Hebrews insists that this cycle of fear and brutality has been broken by the offering of the body of Jesus Christ once for all, an offering that sanctifies us, restoring us to our created goodness and blessing in God.  The Bread of Life is an offering that extinguishes violence, removes hatred, dissolves fear, and takes away sin… that is, it burns off and allows to dissipate like fog the illusion that we are separate from God and each other.
So now when we offer this literal bread in the Sacrament, it is to remind us of the one, final offering and sacrifice made by Jesus Christ, who gives his life for the life of the world, to remind us, who are the Body of Christ, that we are now the continual offering through whom God’s life and love flow into the world.  Now we, who are in a sense, in Christ’s name, the Bread of Life, offer God’s life to others by our acts of generosity, forgiveness, welcome, protection, inclusion, non-violence, and, yes, sacrifice.

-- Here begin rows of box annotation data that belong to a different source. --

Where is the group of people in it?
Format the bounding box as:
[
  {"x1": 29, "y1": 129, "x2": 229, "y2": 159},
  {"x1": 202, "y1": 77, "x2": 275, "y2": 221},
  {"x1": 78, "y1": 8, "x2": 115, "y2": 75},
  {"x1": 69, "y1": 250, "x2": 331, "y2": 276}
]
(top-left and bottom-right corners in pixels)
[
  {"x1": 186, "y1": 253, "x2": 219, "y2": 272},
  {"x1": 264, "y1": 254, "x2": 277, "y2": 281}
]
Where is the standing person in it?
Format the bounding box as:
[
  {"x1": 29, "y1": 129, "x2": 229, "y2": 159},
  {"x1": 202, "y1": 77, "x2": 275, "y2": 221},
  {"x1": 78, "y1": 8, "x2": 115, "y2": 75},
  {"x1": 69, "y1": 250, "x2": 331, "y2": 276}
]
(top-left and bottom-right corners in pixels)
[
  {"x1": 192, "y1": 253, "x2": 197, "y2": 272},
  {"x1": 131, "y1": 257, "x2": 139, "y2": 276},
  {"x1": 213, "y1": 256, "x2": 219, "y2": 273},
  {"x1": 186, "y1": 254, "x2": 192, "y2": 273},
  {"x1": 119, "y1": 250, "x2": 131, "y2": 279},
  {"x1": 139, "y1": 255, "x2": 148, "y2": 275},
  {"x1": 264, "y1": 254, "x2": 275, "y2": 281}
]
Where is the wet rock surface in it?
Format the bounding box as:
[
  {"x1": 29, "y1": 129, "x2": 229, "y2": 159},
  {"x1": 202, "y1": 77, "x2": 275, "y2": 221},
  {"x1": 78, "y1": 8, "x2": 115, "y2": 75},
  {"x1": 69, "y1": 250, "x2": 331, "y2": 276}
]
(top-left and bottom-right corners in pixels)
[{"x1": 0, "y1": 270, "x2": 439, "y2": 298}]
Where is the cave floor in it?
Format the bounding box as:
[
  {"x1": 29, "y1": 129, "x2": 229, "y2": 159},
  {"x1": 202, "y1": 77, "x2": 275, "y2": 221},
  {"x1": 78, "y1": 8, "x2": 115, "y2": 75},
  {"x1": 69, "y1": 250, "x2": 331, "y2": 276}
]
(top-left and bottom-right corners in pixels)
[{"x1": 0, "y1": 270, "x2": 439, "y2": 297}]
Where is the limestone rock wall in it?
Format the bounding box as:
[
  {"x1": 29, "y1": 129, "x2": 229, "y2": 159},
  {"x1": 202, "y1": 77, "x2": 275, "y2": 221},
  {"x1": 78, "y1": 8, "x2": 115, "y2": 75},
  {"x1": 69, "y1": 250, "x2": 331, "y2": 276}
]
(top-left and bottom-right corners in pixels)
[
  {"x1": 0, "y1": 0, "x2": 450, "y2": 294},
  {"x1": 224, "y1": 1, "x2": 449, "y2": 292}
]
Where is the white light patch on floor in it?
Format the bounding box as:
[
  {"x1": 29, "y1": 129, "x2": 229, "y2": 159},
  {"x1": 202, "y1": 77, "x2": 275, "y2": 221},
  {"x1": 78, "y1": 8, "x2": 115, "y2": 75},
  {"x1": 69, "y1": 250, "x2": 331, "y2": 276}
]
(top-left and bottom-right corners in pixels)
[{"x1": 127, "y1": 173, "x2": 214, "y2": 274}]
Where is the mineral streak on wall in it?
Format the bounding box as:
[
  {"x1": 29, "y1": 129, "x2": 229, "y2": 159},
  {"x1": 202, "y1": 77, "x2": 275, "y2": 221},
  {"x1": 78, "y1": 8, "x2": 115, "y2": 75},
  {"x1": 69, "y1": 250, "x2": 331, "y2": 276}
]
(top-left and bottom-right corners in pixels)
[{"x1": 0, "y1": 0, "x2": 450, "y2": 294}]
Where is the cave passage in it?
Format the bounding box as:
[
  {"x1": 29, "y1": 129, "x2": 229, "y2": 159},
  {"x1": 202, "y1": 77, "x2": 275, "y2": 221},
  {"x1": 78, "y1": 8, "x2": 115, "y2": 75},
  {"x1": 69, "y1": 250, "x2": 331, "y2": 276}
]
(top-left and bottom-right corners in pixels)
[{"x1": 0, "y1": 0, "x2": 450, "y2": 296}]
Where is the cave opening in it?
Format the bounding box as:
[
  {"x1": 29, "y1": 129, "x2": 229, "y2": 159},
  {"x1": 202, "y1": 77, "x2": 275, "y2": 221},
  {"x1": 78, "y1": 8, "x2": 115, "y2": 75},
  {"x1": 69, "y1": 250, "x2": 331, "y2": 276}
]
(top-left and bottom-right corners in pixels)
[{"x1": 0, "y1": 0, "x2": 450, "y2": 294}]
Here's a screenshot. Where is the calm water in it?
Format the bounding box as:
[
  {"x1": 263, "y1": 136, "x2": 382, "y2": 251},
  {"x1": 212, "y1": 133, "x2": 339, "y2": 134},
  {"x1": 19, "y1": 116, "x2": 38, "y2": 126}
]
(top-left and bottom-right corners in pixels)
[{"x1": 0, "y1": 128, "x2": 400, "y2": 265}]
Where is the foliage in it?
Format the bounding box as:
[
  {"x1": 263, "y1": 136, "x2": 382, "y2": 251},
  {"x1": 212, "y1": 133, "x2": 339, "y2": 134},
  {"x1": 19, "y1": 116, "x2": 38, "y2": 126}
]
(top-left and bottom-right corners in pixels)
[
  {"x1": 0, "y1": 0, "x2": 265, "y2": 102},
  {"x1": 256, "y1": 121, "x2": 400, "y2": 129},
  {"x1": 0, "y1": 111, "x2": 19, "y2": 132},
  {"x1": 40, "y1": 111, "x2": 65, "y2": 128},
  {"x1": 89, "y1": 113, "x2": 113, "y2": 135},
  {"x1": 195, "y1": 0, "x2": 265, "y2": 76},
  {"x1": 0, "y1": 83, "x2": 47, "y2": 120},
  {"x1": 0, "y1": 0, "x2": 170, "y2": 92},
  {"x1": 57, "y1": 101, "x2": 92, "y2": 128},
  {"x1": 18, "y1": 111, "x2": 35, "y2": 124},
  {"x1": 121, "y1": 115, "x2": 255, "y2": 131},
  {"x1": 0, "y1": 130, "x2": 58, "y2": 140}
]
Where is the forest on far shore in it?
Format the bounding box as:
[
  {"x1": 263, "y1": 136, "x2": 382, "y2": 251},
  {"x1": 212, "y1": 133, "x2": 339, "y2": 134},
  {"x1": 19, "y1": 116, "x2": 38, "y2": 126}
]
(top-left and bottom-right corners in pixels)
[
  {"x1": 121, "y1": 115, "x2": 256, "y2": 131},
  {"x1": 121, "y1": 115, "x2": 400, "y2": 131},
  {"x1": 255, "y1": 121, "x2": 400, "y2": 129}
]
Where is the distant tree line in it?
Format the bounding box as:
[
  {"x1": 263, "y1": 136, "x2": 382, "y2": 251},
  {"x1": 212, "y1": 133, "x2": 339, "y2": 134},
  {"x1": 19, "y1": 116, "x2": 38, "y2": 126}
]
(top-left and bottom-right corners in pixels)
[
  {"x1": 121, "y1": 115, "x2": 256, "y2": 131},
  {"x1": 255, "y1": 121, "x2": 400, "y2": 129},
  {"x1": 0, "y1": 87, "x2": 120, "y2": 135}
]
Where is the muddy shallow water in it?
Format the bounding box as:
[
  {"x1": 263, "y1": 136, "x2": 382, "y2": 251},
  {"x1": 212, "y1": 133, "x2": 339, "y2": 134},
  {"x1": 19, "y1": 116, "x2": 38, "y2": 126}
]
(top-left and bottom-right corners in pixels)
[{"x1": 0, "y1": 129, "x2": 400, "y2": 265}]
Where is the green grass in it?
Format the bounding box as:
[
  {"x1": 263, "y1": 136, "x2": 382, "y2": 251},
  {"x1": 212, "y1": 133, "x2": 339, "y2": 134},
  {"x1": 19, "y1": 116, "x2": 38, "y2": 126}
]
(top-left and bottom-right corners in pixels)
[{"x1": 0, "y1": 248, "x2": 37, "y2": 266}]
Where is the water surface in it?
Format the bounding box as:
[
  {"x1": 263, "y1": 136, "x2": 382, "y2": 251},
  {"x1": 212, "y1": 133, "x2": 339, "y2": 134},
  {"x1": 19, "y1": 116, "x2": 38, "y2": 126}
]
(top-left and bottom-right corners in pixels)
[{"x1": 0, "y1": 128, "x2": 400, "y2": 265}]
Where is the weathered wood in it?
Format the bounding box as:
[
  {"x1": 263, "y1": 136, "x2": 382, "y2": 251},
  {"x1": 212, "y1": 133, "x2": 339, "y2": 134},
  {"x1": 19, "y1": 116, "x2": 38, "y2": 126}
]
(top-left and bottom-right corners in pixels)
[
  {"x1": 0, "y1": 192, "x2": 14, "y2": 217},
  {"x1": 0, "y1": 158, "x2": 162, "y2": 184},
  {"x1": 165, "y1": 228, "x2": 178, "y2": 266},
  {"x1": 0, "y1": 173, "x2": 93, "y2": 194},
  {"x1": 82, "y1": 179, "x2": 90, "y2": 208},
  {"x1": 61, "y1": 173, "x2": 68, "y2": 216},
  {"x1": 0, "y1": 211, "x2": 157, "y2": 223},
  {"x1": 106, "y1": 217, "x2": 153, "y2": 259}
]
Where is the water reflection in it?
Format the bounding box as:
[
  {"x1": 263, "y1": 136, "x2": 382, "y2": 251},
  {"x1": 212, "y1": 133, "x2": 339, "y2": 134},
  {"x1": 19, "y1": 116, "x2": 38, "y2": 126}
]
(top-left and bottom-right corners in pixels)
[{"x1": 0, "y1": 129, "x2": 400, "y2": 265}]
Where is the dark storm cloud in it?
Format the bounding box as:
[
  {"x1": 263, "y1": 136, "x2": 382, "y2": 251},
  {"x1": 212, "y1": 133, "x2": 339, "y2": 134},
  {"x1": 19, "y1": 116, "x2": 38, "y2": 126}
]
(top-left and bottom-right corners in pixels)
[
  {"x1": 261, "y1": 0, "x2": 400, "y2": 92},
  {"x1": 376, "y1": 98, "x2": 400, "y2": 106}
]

So maybe the church is Bethlehem; maybe the church is the House of Bread, for it is here that the Bread of Life, Jesus Christ and his teachings, are shared.  It is here that Christ is born into human hearts.  There is that great quote from Meister Eckhart to the effect that unless Christ is born in us, it doesn’t matter whether he was physically born in the historical Bethlehem.  That’s why we have been concluding our worship through Advent with the words of that hymn about Bethlehem: “O Holy Child of Bethlehem… be born in us today.”
For ultimately the Nativity is not just about a memory of long ago; it is most importantly a present reality, something happening now, to us here today.  It happens when we turn away from our self-importance and self-righteousness, and realize in ourselves the small, quiet, humble, simple Bethlehem of the heart, when we are ready for the world to be turned upside down, when we are ready for the coming of the One of peace.